The initial arm will involve a 600mg dose of the therapy, followed by 300mg every three months (Q3M). The second arm will involve a 600mg dose every six months, and the last arm will use 600mg given Q3M.
Adolescent subjects of the trial will be given a specific dosing schedule involving 600mg initially, followed by 300mg given Q3M.
The trial’s primary endpoint is the time-normalised monthly rate of HAE attacks at the six-month mark.
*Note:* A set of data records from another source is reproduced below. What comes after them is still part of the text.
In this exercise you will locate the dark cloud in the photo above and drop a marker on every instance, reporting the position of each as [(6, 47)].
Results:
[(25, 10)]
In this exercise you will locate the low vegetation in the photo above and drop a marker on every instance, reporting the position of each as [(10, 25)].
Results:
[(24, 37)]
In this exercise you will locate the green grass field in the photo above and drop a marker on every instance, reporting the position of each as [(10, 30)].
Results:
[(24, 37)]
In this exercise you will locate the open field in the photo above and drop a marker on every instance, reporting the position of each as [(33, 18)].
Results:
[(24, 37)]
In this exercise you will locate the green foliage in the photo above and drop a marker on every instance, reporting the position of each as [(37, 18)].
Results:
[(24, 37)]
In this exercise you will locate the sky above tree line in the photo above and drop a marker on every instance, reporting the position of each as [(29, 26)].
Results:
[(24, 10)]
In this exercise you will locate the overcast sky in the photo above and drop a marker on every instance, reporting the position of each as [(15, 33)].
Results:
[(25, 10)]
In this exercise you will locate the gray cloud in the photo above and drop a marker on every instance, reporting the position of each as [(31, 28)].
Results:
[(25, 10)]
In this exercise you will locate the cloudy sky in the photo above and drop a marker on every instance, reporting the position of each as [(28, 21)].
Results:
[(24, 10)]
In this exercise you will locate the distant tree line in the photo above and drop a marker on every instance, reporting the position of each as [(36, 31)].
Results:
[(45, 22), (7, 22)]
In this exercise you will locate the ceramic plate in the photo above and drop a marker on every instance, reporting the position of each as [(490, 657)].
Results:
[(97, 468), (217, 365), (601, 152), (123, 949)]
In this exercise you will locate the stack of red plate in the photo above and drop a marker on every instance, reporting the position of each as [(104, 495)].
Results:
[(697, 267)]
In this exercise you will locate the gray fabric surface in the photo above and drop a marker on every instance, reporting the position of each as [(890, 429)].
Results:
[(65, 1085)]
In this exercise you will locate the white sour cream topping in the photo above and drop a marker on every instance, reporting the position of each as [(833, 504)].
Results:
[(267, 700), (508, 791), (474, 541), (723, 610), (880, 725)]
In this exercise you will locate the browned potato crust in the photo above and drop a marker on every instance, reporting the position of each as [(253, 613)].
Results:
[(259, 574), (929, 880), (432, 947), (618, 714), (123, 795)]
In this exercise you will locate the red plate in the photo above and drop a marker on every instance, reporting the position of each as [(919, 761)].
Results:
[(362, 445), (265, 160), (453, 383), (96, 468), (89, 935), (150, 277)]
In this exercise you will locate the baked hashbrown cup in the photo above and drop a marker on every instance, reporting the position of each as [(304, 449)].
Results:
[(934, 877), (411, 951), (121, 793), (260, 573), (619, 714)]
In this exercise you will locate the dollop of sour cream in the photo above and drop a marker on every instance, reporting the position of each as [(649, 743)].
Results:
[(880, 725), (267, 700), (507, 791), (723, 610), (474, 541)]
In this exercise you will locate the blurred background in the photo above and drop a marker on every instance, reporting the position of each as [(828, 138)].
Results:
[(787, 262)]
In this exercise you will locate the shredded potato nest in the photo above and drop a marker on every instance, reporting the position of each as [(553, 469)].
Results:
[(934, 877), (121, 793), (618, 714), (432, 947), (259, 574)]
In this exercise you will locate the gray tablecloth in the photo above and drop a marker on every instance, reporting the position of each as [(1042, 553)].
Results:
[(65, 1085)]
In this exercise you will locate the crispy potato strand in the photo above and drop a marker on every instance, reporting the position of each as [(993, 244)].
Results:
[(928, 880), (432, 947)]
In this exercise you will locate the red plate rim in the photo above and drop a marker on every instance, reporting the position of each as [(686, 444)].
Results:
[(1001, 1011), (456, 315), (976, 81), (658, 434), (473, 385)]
A key secondary endpoint is the proportion of subjects who remain attack-free during the six-month period. Top-line outcomes are expected to be released in early 2027.
Following this duration, eligible subjects may proceed to the ORBIT-EXPANSE long-term trial, which offers a ‘patient-centred’ flexible dosing period and includes all of the therapy-treated subjects.
The ALPHA-ORBIT and ORBIT-EXPANSE trials are part of the Phase III programme for navenibart, aiming to support its worldwide registration.
Astria Therapeutics chief medical officer Christopher Morabito said: “We believe that navenibart will deliver strong efficacy, low treatment burden, and favourable safety and tolerability, and we are thrilled to have initiated our Phase III ALPHA-ORBIT trial to support that vision.”
The decision to advance to Phase III trials was based on the promising final top-line results from the Phase Ib/II ALPHA-STAR trial.
Through navenibart, Astria aims to provide a quick and ‘sustained’ method for preventing HAE attacks, using a validated mechanism and an established modality, with the flexibility of administration every three or six months.
In February 2023, the company announced the commencement of the Phase Ib/II ALPHA-STAR trial of STAR-0215 to treat HAE patients.